I'll try for sure. I'll try to focus on all those other unfinished things in my life. And I will focus on become the best Mom ever. But I know I will fail at that, because as a human we all do. No one can be perfect. But I already feel the unrest building inside. The urge to hate myself again. But this is not the model I want to set up for my beautiful daughter. I want her to be strong and self-confident. I want me to be strong and self-confident.

This weekend I felt good, and got a glimpse of a different life (sans medicine) that could perhaps still be fulfilling. I'll still be scheming my way back in the back of my head, but I intend to focus on all that I have, instead of what I have lost.

I'm going to build the life that I want. But I know that before I do that I still have to face a few more demons.

Ok, now I can get some work done.

Monday, May 04, 2009

Weekends

It's about 12:45 am and I just finished putting away the clothes that I laundered earlier. So I am officially done with all the errands for the weekend and can relax for a bit. Oh wait, it's already Monday morning. WTF!

There are many things about being a working mom that suck. One of them being that you have almost no time for yourself. I'd heard people complain about it before but never appreciated it until just now. In terms of "me" time this weekend, all I had was when I sat down to watch a 1 hour show on my DVR. And since I skipped the commercials, it wasn't even a full hour to myself. Holy moly! So now I am facing an entire new week of work and I didn't have a chance to unwind. God help me.
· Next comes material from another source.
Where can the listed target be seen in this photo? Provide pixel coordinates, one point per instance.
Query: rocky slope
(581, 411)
Saturday was a wash. I took Alanis to her little gym class then back home from nap. Then I got paid for a 30 minute survey on appliances. I was supposed to be at quintet rehearsal all that time, but I got confused with the date, and they ended up finding a flute player to sub for me. Afterwards, we went to DH's cousins' wedding. By the time we got back home it was baby's bedtime. Oh I did get to play WoW for a bit on Saturday, so I guess I shouldn't complain.

Today we tried to cram in all the errands that should have happened over the two days. Did I mention that we got invited to said wedding at the last minute (after I had jam packed the weekend)? First to Home Depot to peek at window treatments. Why does everything have to be so complicated? I just need to replace the ugly ass cheap fabric vertical blinds with unsafe cords that we have. Why are there so many choices in blinds nowadays? And why did I fall in love with the expensive ones like always? So then back home for nap #1. Made my special breakfast smoothie (a knockoff of the discontinued Mango Passion fruit smoothies once offered at Dunkin Donuts). Baby woke and ate lunch then we went to Costco. BIG CROWD. Next, the regular supermarket, More people (all probably on the same frantic race that I was). Back home for more laundry. Then dishes and mop the kitchen floor. Put baby to sleep. More laundry. Plan trip to NC. Fold laundry. Relax on bed. Ahhh.

Hmm, not sure why I am breaking my blog hiatus with this babble. But I just needed to get rid of some of this manic energy.